= Elizabeth Bernays =

Australian entomologist (1940–2024)

Elizabeth A. Bernays (1940 – 5 March 2024) was an Australian entomologist who was a Regents Professor at the University of Arizona. She was known for studies of physiological, behavioural, and ecological interactions between plants, herbivorous insects and their predators. Bernays worked on the feeding behaviour of a variety of insects including aphids, grasshoppers, and hawkmoths. She was known for championing the idea that predation drove many insects to specialise on a few species of hostplants, rather than specialisation being solely the outcome of a chemical arms race between plant and insect herbivores.

== Early life ==
Educated at the University of Queensland, Australia, she moved to London to teach high school students; she subsequently studied for a PhD there. Prior to moving to the University of Arizona, she was a professor at the University of California, Berkeley.

== Career ==
Bernays published more than 100 book chapters, peer-reviewed journal articles, edited volumes and books on a variety of entomological subjects including insect learning, feeding, taste and water homeostasis. Her research into the feeding behaviour of insects helped guide interventions designed to minimise crop pest damage. Along with Michael S. Singer, she published a paper in 2005 in Nature showing that parasitised tiger moth caterpillars have greater sensitivity to pyrrolizidine alkaloids than non-parasitised caterpillars and that parasitised caterpillars seek out plants containing these chemicals to defend themselves from predation and parasitism.

== Academic honours ==
In 1986, she received the Vatican's highest scientific honour, the Pius XI Gold Medal of the Pontifical Academy of Sciences.
== Late career activities ==
After retirement, Bernays studied for a master's degree in creative writing at the University of Arizona. She wrote two memoirs. The first memoir, Six Legs Walking: Notes from an Entomological Live, described her childhood experiences with nature, her work with her husband as an applied entomologist in Africa, and her professional experiences as a woman in science moving from the science culture of the U.K. to a professorship at the University of California, Berkeley.
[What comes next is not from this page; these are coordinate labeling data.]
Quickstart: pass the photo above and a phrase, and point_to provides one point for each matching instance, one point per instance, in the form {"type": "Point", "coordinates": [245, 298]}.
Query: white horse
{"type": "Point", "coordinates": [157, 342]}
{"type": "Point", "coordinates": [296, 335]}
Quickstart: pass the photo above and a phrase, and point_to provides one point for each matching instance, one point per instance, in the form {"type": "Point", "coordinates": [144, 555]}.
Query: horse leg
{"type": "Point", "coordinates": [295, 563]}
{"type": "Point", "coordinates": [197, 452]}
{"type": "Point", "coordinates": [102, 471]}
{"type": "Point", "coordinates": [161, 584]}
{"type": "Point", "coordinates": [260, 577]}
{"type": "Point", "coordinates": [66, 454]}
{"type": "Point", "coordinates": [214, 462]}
Her second memoir, Across the Divide: The Strangest Love Affair, describes her personal and creative relationship with her wife Linda Hitchcock which included collaborating on children's nature books and travelling the southwestern U.S.

== Personal life ==
She was married to the English entomologist Reginald Frederick Chapman until his death in 2003. She met Linda Hitchcock, photojournalist in 2004 and subsequently married in 2018 .

== Selected books and edited volumes ==
- Herbivores and Plant Tannins with Gillian A. Cooper-Driver and M. Bilgener, London: Academic Press, 1989.
- Insect-Plant Interactions, Boca Raton: CRC Press, 1990.
- Host-Plant Selection by Phytophagous Insects with R.F. Chapman, New York: Chapman & Hall, 1994.
- Six Legs Walking: Notes from an Entomological Life, Florida: Raised Voices Press, 2019.
- Across the Divide: The Strangest Love Affair, Arizona: Wheatmark, 2023.